Ancak, cahiller yılbaşını başka türlü algılarsa, bana göre saygınlığını yitiren Diyanet yılbaşı konusunda hedef gösterirse son kaçınılmazdır. Bu tür söylemler ancak cahil kesimlerde itibar bulur. Ve mahalle baskısı olarak toplumda kendini gösterir. “Hamile kadın sokağa çıkmamalı” denir, evinin yakınındaki parkta yürüyüş yapan hamile kadına saldırılır. Ramazanda oruç tutmayanlar için fetva verilir, lokanta basılır, içindeki turistler yaka paça dışarı atılır. Şortlu hemşire otobüste tekme tokat dövülür. Bunlar bazı kesime göre “mahalle baskısı” değil. Doğru hedeflenen kindar nesil.

Türkiye nasıl bu duruma geldi? Osmanlı hayranlığı ile geri dönüş başlatıldı. Atatürk heykeli Rize’de çirkince, hoyratça kaldırıldı. Türkiye'yi yönetenler Suriye'nin toprak bütünlüğünü koruyup destek olacağına Esed takıntısıyla Suriye yangınına benzin döktü.
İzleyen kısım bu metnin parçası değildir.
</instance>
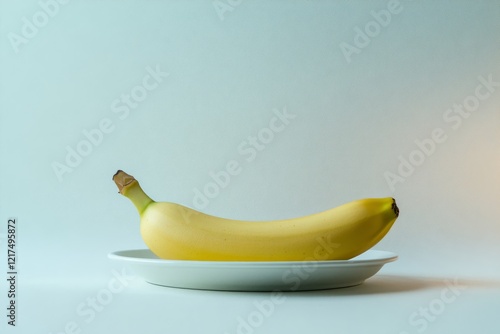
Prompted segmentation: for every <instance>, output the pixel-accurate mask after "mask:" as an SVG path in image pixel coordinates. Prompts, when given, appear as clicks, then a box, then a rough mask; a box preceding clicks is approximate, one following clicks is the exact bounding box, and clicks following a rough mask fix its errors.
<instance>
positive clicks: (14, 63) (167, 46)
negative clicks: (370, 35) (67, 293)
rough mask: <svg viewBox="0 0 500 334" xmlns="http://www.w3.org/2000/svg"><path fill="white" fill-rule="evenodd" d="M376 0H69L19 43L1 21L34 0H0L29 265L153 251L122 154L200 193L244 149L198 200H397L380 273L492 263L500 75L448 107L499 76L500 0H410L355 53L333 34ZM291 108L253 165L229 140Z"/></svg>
mask: <svg viewBox="0 0 500 334" xmlns="http://www.w3.org/2000/svg"><path fill="white" fill-rule="evenodd" d="M47 2H48V0H47V1H45V2H44V1H43V0H42V3H47ZM224 3H227V2H224ZM387 3H388V2H386V1H370V2H368V1H366V2H364V1H319V0H318V1H298V0H297V1H242V2H241V4H240V5H238V6H235V7H234V8H233V10H232V11H228V12H225V13H224V14H223V18H224V20H221V19H220V17H219V15H218V14H217V11H216V9H215V8H214V6H213V3H212V2H211V1H189V2H188V1H130V0H125V1H104V2H100V1H76V0H74V1H68V3H67V4H64V5H63V4H60V5H59V9H58V11H57V13H55V14H54V15H53V16H51V17H50V18H49V20H48V23H47V24H46V25H44V26H43V27H40V28H39V30H38V32H37V33H36V35H35V36H34V37H33V38H31V39H29V40H28V43H26V44H23V45H20V46H19V50H18V52H17V53H16V52H15V50H14V48H13V46H12V43H11V41H10V40H9V36H12V35H9V34H12V33H14V34H18V35H20V34H22V29H23V24H25V23H24V22H25V21H23V18H24V17H25V18H27V19H28V20H32V16H33V15H35V14H36V13H37V12H40V11H41V10H42V9H41V5H40V3H38V2H37V1H23V2H22V3H19V2H10V1H1V2H0V138H1V142H0V156H1V161H2V163H1V165H0V171H1V173H0V175H1V176H0V177H1V179H0V219H1V221H2V222H6V220H7V218H8V217H12V216H13V217H17V218H18V219H19V222H20V228H19V244H18V245H19V252H20V255H19V257H20V266H21V267H20V272H21V273H22V276H21V277H22V278H23V279H24V280H27V281H29V280H52V279H54V278H58V279H61V280H63V281H64V280H66V279H67V281H68V282H69V281H71V279H73V278H75V277H86V278H88V279H94V278H96V277H102V278H104V279H105V278H106V277H109V275H110V274H109V273H110V266H111V265H110V263H109V261H108V259H107V258H106V254H107V253H108V252H111V251H115V250H121V249H133V248H143V247H144V244H143V242H142V240H141V239H140V235H139V230H138V215H137V214H136V212H135V209H134V207H133V206H132V205H131V204H130V203H129V202H128V200H126V199H125V198H123V197H122V196H120V195H119V194H117V189H116V187H115V185H114V183H113V182H112V181H111V177H112V175H113V174H114V173H115V172H116V170H117V169H124V170H125V171H127V172H129V173H130V174H133V175H134V176H136V178H138V179H139V180H140V182H141V184H142V185H143V187H144V189H145V190H146V191H147V192H148V193H149V194H150V195H151V196H152V197H154V198H155V199H157V200H165V201H173V202H178V203H181V204H184V205H188V206H193V197H194V190H195V189H203V187H204V186H205V185H206V184H207V183H208V182H210V181H211V177H210V172H217V171H220V170H222V169H224V168H225V166H226V164H227V163H228V162H229V161H231V160H236V161H238V162H239V163H240V166H241V173H239V174H238V175H236V176H234V177H233V178H232V179H231V181H230V182H229V184H228V186H227V187H226V188H224V189H222V190H221V191H220V194H219V195H218V196H216V197H215V198H213V199H211V200H210V203H209V205H208V206H206V207H205V208H203V211H205V212H207V213H211V214H215V215H219V216H225V217H231V218H239V219H255V220H257V219H276V218H285V217H294V216H299V215H306V214H310V213H314V212H317V211H321V210H325V209H328V208H331V207H333V206H336V205H339V204H341V203H344V202H347V201H350V200H353V199H356V198H361V197H371V196H393V197H395V198H396V200H397V201H398V203H399V207H400V210H401V216H400V218H399V219H398V221H397V223H396V224H395V225H394V228H393V229H392V230H391V231H390V233H389V234H388V235H387V236H386V238H385V239H384V240H383V241H382V242H381V243H380V244H379V245H377V248H379V249H384V250H389V251H393V252H396V253H397V254H399V255H400V259H399V260H398V261H397V262H396V263H393V264H391V265H390V266H388V267H387V269H386V272H387V273H399V274H404V275H417V276H431V277H441V276H446V277H490V278H491V277H493V278H499V277H500V262H499V261H498V255H499V254H500V243H499V242H498V241H499V235H500V228H499V225H498V217H499V215H500V209H499V206H498V200H499V198H500V173H499V170H500V146H499V145H500V135H499V133H500V131H499V130H500V87H497V88H496V91H495V92H493V93H492V94H491V96H490V97H489V98H488V99H486V100H484V101H481V104H480V106H479V108H478V109H477V111H475V112H473V113H472V114H471V116H470V117H469V118H467V119H465V120H464V121H463V123H462V124H461V126H460V127H459V128H458V129H457V130H453V129H452V128H451V126H450V123H446V122H445V121H444V120H443V115H444V113H445V111H446V110H447V109H449V108H452V107H453V105H454V104H455V103H463V101H464V99H466V98H467V97H468V96H471V95H473V94H474V92H475V89H476V87H478V85H479V84H480V81H479V80H478V77H480V76H482V77H484V78H488V76H492V78H493V80H494V81H495V82H500V67H499V65H500V63H499V60H500V2H499V1H493V0H491V1H403V0H402V1H401V3H400V6H401V11H400V12H399V13H398V14H396V15H392V17H391V22H390V23H389V24H388V25H387V27H382V28H381V30H380V33H379V34H377V36H374V37H373V38H371V42H370V44H369V45H368V46H366V47H365V48H363V49H361V51H360V53H359V54H354V55H353V56H352V61H351V62H348V61H347V60H346V58H345V57H344V55H343V54H342V51H341V48H340V44H341V43H349V44H353V43H354V42H353V40H354V38H355V35H356V32H355V28H356V27H360V28H364V27H365V25H366V24H367V23H369V22H370V21H373V20H374V19H373V17H372V16H371V14H370V12H371V11H372V10H374V11H380V10H382V9H386V8H387ZM157 66H158V67H159V68H160V69H161V70H162V71H164V72H168V73H169V76H168V77H166V78H164V81H163V82H162V83H160V84H159V86H158V88H156V89H154V90H153V91H151V92H150V93H149V94H148V96H147V98H146V99H145V100H144V101H142V102H140V104H139V106H138V107H137V108H136V109H134V110H131V112H130V114H129V115H128V117H126V118H125V119H123V120H121V119H120V118H119V117H118V116H119V114H116V113H113V111H112V108H111V104H112V103H113V101H114V100H116V99H117V98H120V96H121V95H122V94H128V93H130V91H131V89H132V88H133V87H135V86H137V85H140V84H141V83H142V80H143V78H144V76H145V75H147V74H148V72H147V70H146V69H147V68H148V67H151V68H155V67H157ZM283 108H286V110H287V111H288V112H289V113H290V114H293V115H295V116H296V117H295V119H293V120H291V122H290V124H288V125H287V126H286V128H285V129H284V130H283V131H282V132H279V133H276V134H275V137H274V139H273V140H272V141H271V142H270V143H269V144H268V145H266V147H265V149H264V150H262V151H261V152H258V155H257V157H256V159H255V160H254V161H252V162H247V161H246V160H245V156H243V155H241V154H240V152H239V151H238V147H239V145H241V144H242V143H243V142H244V141H245V140H247V138H248V136H255V135H257V134H258V133H259V132H260V131H262V129H263V128H265V127H267V126H268V125H269V121H270V120H271V118H272V117H273V116H274V114H273V110H275V109H278V110H283ZM105 118H108V119H110V120H111V121H112V124H113V126H114V128H113V131H112V132H111V133H109V134H106V135H104V137H103V139H102V142H101V143H99V145H97V146H96V147H94V148H93V151H92V152H91V153H90V154H89V155H88V156H87V157H85V158H84V159H83V161H82V162H81V163H80V164H79V165H78V166H77V167H76V168H75V169H74V171H73V172H72V173H69V174H65V175H64V176H63V179H62V182H60V181H59V180H58V178H57V176H56V174H55V173H54V170H53V168H52V164H53V163H54V162H60V163H64V159H65V157H66V154H67V151H66V147H67V146H69V147H72V148H75V147H76V146H77V145H78V143H79V142H81V141H82V140H84V139H85V136H84V135H83V133H82V132H83V131H84V130H87V131H89V130H91V129H94V128H96V127H98V125H99V122H100V121H101V120H102V119H105ZM435 128H442V129H443V131H444V133H445V135H446V136H447V140H446V141H445V142H444V143H442V144H439V145H437V148H436V150H435V152H434V153H433V154H431V155H430V156H429V157H427V158H426V159H425V161H424V162H423V164H422V165H420V166H418V167H416V168H415V171H414V172H413V174H412V175H410V176H409V177H407V178H406V181H405V182H404V183H398V184H396V186H395V190H394V191H393V190H392V189H391V187H390V186H389V184H388V183H387V182H386V180H385V178H384V173H386V172H388V171H389V172H392V173H397V169H398V165H399V163H400V162H399V160H398V159H399V156H403V157H405V158H408V156H409V155H410V154H411V152H412V151H414V150H415V149H416V148H417V146H416V144H415V143H414V142H415V140H423V139H425V138H430V136H431V133H432V131H433V129H435ZM4 225H5V224H4V223H2V227H1V229H0V232H2V233H5V226H4ZM2 242H3V243H4V242H5V240H2ZM4 246H5V245H4V244H3V245H2V249H4ZM0 258H2V261H5V260H4V259H3V257H0ZM2 263H3V262H2ZM2 267H3V265H2ZM61 322H62V320H57V319H56V320H54V325H53V326H52V327H50V328H52V330H54V331H55V330H56V329H58V328H60V327H61V326H60V325H61ZM403 329H404V328H403ZM228 330H229V329H228Z"/></svg>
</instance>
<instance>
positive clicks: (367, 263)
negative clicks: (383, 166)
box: [108, 248, 399, 269]
mask: <svg viewBox="0 0 500 334" xmlns="http://www.w3.org/2000/svg"><path fill="white" fill-rule="evenodd" d="M145 251H146V252H151V250H149V249H147V248H137V249H125V250H119V251H113V252H110V253H108V258H109V259H111V260H115V261H125V262H134V263H141V264H146V263H147V264H150V265H160V266H164V265H168V266H184V267H192V266H194V267H211V268H214V267H217V268H222V267H224V268H235V269H236V268H257V267H260V268H266V267H268V268H269V267H274V268H276V267H290V266H294V265H295V266H297V265H303V264H304V263H307V264H314V265H317V266H321V267H351V266H367V265H380V264H386V263H389V262H394V261H396V260H397V259H398V258H399V256H398V255H397V254H396V253H394V252H391V251H386V250H380V249H369V250H367V251H365V252H364V253H362V254H360V255H363V254H366V253H368V252H376V253H379V254H380V255H379V257H375V258H373V259H360V260H356V257H354V258H352V259H349V260H319V261H307V260H304V261H199V260H165V259H160V258H157V259H154V258H153V259H151V258H141V257H132V256H126V255H123V254H120V253H124V252H145ZM151 253H152V252H151ZM360 255H358V256H360Z"/></svg>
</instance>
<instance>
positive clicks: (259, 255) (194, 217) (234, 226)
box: [113, 170, 399, 261]
mask: <svg viewBox="0 0 500 334" xmlns="http://www.w3.org/2000/svg"><path fill="white" fill-rule="evenodd" d="M113 180H114V181H115V183H116V185H117V186H118V189H119V192H120V193H121V194H122V195H124V196H126V197H127V198H129V199H130V200H131V201H132V202H133V204H134V205H135V207H136V209H137V211H138V212H139V215H140V232H141V236H142V238H143V240H144V242H145V243H146V245H147V247H148V248H149V249H150V250H151V251H152V252H153V253H154V254H156V255H157V256H158V257H159V258H162V259H169V260H209V261H320V260H347V259H350V258H352V257H355V256H357V255H359V254H361V253H363V252H365V251H366V250H368V249H370V248H371V247H373V246H374V245H375V244H376V243H378V242H379V241H380V240H381V239H382V238H383V237H384V236H385V235H386V234H387V232H388V231H389V229H390V228H391V227H392V225H393V224H394V222H395V221H396V218H397V217H398V215H399V209H398V207H397V206H396V202H395V200H394V199H393V198H391V197H387V198H367V199H361V200H356V201H352V202H349V203H346V204H343V205H341V206H338V207H335V208H333V209H330V210H326V211H323V212H320V213H316V214H312V215H308V216H304V217H299V218H293V219H283V220H274V221H241V220H232V219H226V218H220V217H216V216H211V215H207V214H204V213H202V212H199V211H196V210H193V209H191V208H188V207H185V206H182V205H179V204H176V203H170V202H155V201H153V200H152V199H151V198H150V197H149V196H148V195H146V193H145V192H144V191H143V190H142V189H141V187H140V185H139V183H138V182H137V180H136V179H135V178H134V177H133V176H131V175H128V174H127V173H125V172H123V171H121V170H119V171H118V172H117V173H116V174H115V175H114V176H113Z"/></svg>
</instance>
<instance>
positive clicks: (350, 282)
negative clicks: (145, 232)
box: [109, 249, 397, 292]
mask: <svg viewBox="0 0 500 334" xmlns="http://www.w3.org/2000/svg"><path fill="white" fill-rule="evenodd" d="M109 258H110V259H112V260H114V261H118V262H121V263H123V264H124V265H126V266H127V267H129V268H130V269H131V270H132V271H133V272H134V273H136V274H137V275H139V276H141V277H143V278H144V280H146V281H147V282H149V283H152V284H156V285H162V286H168V287H175V288H187V289H203V290H226V291H283V292H285V291H299V290H321V289H332V288H343V287H349V286H354V285H358V284H361V283H363V282H364V281H365V280H366V279H368V278H370V277H371V276H373V275H375V274H376V273H377V272H378V271H379V270H380V268H382V266H383V265H384V264H386V263H388V262H392V261H395V260H396V259H397V255H396V254H394V253H391V252H386V251H381V250H369V251H367V252H365V253H363V254H361V255H359V256H357V257H355V258H352V259H350V260H343V261H310V262H307V261H286V262H285V261H283V262H282V261H279V262H274V261H273V262H234V261H180V260H163V259H160V258H158V257H157V256H156V255H154V254H153V253H152V252H151V251H150V250H148V249H137V250H124V251H117V252H113V253H110V254H109Z"/></svg>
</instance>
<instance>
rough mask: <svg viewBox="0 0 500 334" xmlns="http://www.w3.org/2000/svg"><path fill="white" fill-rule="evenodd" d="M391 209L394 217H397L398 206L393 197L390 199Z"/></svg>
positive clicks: (398, 210)
mask: <svg viewBox="0 0 500 334" xmlns="http://www.w3.org/2000/svg"><path fill="white" fill-rule="evenodd" d="M392 211H394V214H396V217H399V208H398V206H397V205H396V200H395V199H394V198H393V199H392Z"/></svg>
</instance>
Ülkeyi 80 küsur yıl savaşsız yaşatmış olan “Yurtta barış, dünyada barış” ilkesi terk edildi. 4 milyon sığınmacı ajan mı, terörist mi, radikal mi denetlenmeden serbestçe içeri buyur edildi.  MİT, emniyet iktidara muhalif gördüğü vatandaşların peşinde açık ararken, alnı secdeye değiyor dedikleri başıboş bırakıldı. Farklı düşünen, yazan, konuşan, sorgulayanlar içeri atıldı. Bütün bunlara hayır diyecek kimse var mı?

Ülke yangın yerine döndü, bizim en önemli işimiz yeni anayasa, başkanlık. İktidarın ağzında bir söz: “Başkanlık sistemi gelirse terör biter.” 14 yıldır başkanlık yetkileri ellerinde değildi sanki. Şu anda kararnamelerle istedikleri her şeyi yapmıyor mu bu iktidar? Başkanlık gelirse birinin eline sihirli değnek mi geçecek de her şey düzelecek? 1 Kasım seçimleri öncesi de bu iktidar “Terörün bitmesini istiyorsanız AKP’ye oy verin” demedi mi? Halk inanıp onları iktidar yaptı. Terör bitti mi yoksa daha da mı azdı? Şimdi de başkanlık sistemi gelsin terör bitecek diye kandırıyorlar. Buna biz inanmıyoruz, ancak inananlar her zamanki gibi aynı sonla karşı karşıya kalacaklar, ama iş işten geçmiş olacak.

Yeni yıl halkımıza, dünyaya barış, mutluluk, sağlık ve huzur getirsin. Hepimizin günü dünden daha güzel olsun. Saygılarımla, hoşça kalın.